Emory Report
December 8, 2008
Volume 61, Number 14


 

   

Emory Report homepage  

December 8
, 2008
AIDS Quilt on Quad wraps up hope, action

By BEVERLY CLARK

For the fourth year in a row, the Emory campus commemorated World AIDS Day with “Quilt on the Quad,” presented by Emory Hillel Dec. 1. In marked contrast to the gray skies overhead, sections of The AIDS Memorial Quilt were unfurled on the Quad in a joyous display of color and patterns that also served as a somber reminder of the lives each of the 800 panels represented.

During the opening ceremony, keynote speaker and Emory alumnus Kenneth Cole, the designer, founder and CEO of Kenneth Cole Productions Inc., talked about his work as an activist and supporter of AIDS research. Cole was one of the first to use advertising campaigns to speak out about the issue of AIDS in 1985 at a time when little was said in the mainstream.

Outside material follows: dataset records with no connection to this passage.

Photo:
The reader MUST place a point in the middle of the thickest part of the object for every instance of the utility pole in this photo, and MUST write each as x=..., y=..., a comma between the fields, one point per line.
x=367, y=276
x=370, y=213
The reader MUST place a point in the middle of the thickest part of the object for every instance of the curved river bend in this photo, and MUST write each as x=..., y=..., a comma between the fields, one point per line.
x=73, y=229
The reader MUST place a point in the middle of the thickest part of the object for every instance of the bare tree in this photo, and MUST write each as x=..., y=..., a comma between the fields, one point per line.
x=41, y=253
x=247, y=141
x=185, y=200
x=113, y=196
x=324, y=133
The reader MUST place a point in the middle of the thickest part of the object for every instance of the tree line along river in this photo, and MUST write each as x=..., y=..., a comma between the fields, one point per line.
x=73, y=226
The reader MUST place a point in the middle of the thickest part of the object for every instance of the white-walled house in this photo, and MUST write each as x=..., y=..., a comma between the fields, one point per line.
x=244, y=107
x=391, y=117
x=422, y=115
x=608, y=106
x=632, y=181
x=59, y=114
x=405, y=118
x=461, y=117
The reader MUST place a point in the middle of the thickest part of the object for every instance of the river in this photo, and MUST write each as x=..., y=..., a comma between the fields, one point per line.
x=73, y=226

As current chairman of amfAR, the world’s largest HIV/AIDS research organization, Cole said that although a stigma still prevails around HIV/AIDS, “profound advances have been made during this journey…and I believe a cure is within reach.”

Rev. Jill Patterson Tolbert, campus minister for the Presbyterian Church-USA, also dedicated a panel for her brother, John Hunter Patterson, who died in 1996 “much too young” at the age of 41. “He is still remembered and he is still missed,” she said during the opening ceremony.

Tolbert said later that when she started at Emory last year, she was eager to get involved with Quilt on the Quad, and it gave her the motivation to put the finishing touches on the panel she had created with her husband and three young sons at the NAMES Project Foundation. The foundation, headquartered in Atlanta, curates the Quilt and also provides materials and assistance to people working to create the memorials for their loved ones.

Tolbert’s other brother suggested that she base the design for the quilt panel on a shirt that was specifically created for Hunter by Maria Sabina, a famous Mazatec medicine woman, in 1975.

Other siblings added notes to Hunter’s panel.

“Not a day goes by that I don’t think of him,” Tolbert says. “But, it felt good to know that 100 years from now there will be something lasting and permanent that acknowledges and celebrates his life.”

Despite having to break down early due to weather, Quilt on the Quad was the largest display on any college campus and was the second largest in the world that day. Related events continued throughout the week, including the seminar “AIDS at 27: Turning Hope into Action.”

Hosting the largest display of the Quilt on a college campus is especially relevant today, says Daniel Sperling, co-chair of the event. “Having the Quilt here again really stresses the fact that there needs to be a movement to lower infection rates among the younger generations,” says Sperling, an Emory College senior. “And having Kenneth Cole here was really inspirational. His life shows that even if no one else is working for a cause that needs to addressed, you need to step up and take action.”